Authority awaits ruling on taps
The Greater Uniontown Joint Sewage Plant Authority will have to wait a bit longer to find out how many taps it can issue this year and will keep looking for the elusive source of organic material that could force the authority to expand the treatment plant. That was the news more than a dozen representatives of the authority and Uniontown, North Union Township and South Union Township, which are served by the plant, received during a meeting with the state Department of Environmental Protection (DEP) on Wednesday.
In July 2009, the DEP imposed a moratorium prohibiting the authority from issuing taps because laboratory test results showed the plant was organically overloaded.
In August 2009, the DEP approved the authority’s corrective action plan that required the authority to study to organic load problem and come with a solution.
The authority had other labs test samples and those results showed the plant was not organically overloaded, but the organic load of sewage entering the plant at various times exceeded the amount the plant was designed and permitted to treat.
The treated water, or effluent, the plant discharges into Redstone Creek meets the standards set in the authority’s discharge permit.
Authority solicitor Ernest P. DeHaas III said DEP officials promised during Wednesday’s meeting in Pittsburgh to promptly let the authority know whether it can issue any or all of the taps for the 357 equivalent dwelling units (EDUs) that the townships and the city requested this year.
“We’re looking for that number to be communicated to us in the near future,” DeHaas said.
The DEP also extended the corrective action plan through this year, and the authority will continue testing the organic load at the plant, reporting the results to the DEP and looking for the source of the mysterious, periodic influx of organic material, he said.
If this year’s tests show the plant is overloaded, the DEP would require the authority to expand the plant to accommodate the higher organic load, DeHaas said.
He said sewage containing the high organic load enters the plant several times each month from an unknown source, causing “spikes” in test results. The authority’s investigation has not been able to track the source of the organic material, he added.
If the source is found and eliminated, DeHaas said he believes the DEP will terminate the corrective action plan, drop the tap moratorium and not require the authority to expand the plant.
DeHaas and James Sampson, one of Uniontown’s representatives on the joint authority board of directors, said the DEP officials said the tests indicate the organic material occasionally entering the plant is typically produced by breweries or beverage factories, but those types of businesses are not located in the plant’s service area.
“That’s why it’s a mystery,” DeHaas said. “We don’t have those kinds of businesses here.”
“They mentioned beverage factories and breweries that could create those problems, but we don’t have those things around here,” Sampson said. “Where is it coming from? We’ve got a problem somewhere. We’ve got to find it.”
He said the amount of overloaded material entering the plant has been reduced since it was first detected.
“We’ve taken a lot out. We’ve reduced the numbers. It has decreased. It’s not the numbers they (DEP) want to see. We get four or five spikes a month.
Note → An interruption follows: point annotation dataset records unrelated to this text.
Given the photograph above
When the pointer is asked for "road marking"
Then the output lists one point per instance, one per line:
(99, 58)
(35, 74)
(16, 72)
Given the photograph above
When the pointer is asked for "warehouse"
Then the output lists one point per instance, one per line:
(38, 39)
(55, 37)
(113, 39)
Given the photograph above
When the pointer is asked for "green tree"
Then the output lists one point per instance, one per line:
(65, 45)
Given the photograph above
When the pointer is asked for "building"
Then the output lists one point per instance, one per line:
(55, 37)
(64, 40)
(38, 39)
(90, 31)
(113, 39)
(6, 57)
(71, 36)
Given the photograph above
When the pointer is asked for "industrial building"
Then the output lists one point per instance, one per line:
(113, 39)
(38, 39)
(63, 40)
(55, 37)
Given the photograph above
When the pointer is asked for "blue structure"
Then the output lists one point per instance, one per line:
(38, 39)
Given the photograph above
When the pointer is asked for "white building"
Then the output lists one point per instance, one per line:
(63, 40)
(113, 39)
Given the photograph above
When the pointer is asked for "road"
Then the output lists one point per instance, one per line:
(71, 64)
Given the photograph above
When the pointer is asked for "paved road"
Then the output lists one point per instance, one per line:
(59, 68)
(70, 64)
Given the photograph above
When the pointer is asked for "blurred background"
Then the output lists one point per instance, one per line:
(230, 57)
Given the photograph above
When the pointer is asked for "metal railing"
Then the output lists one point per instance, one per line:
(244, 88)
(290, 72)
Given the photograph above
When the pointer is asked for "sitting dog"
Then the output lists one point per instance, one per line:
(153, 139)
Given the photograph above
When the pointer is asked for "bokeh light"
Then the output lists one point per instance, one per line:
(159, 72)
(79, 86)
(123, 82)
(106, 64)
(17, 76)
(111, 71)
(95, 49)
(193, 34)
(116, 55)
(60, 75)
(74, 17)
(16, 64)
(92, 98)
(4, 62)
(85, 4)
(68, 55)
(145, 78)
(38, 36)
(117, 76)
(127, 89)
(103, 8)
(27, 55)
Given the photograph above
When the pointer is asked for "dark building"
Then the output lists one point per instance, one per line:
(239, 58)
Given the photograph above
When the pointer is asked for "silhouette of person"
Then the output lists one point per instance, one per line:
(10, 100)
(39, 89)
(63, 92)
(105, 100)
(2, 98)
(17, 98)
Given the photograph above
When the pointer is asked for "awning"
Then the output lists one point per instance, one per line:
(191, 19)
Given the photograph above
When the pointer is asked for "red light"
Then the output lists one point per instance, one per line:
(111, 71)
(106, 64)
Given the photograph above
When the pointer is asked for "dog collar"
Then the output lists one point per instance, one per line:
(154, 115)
We can’t find where it’s coming from,” Sampson said. “With help from the municipalities, we’ll find it.”
Infiltration into sewer lines and the illegal dumping of material into the sewer system also were identified at Wednesday’s meeting as possible sources, Sampson said.
He said the authority will have to ask the townships and city to look at lines in their municipalities to locate the source.
The authority operates the plant, but the municipalities are responsible for the sewer lines, he said.
Sampson said if the source of the organic material isn’t found and eliminated, “it’s pretty much inevitable we’ll have to expand.”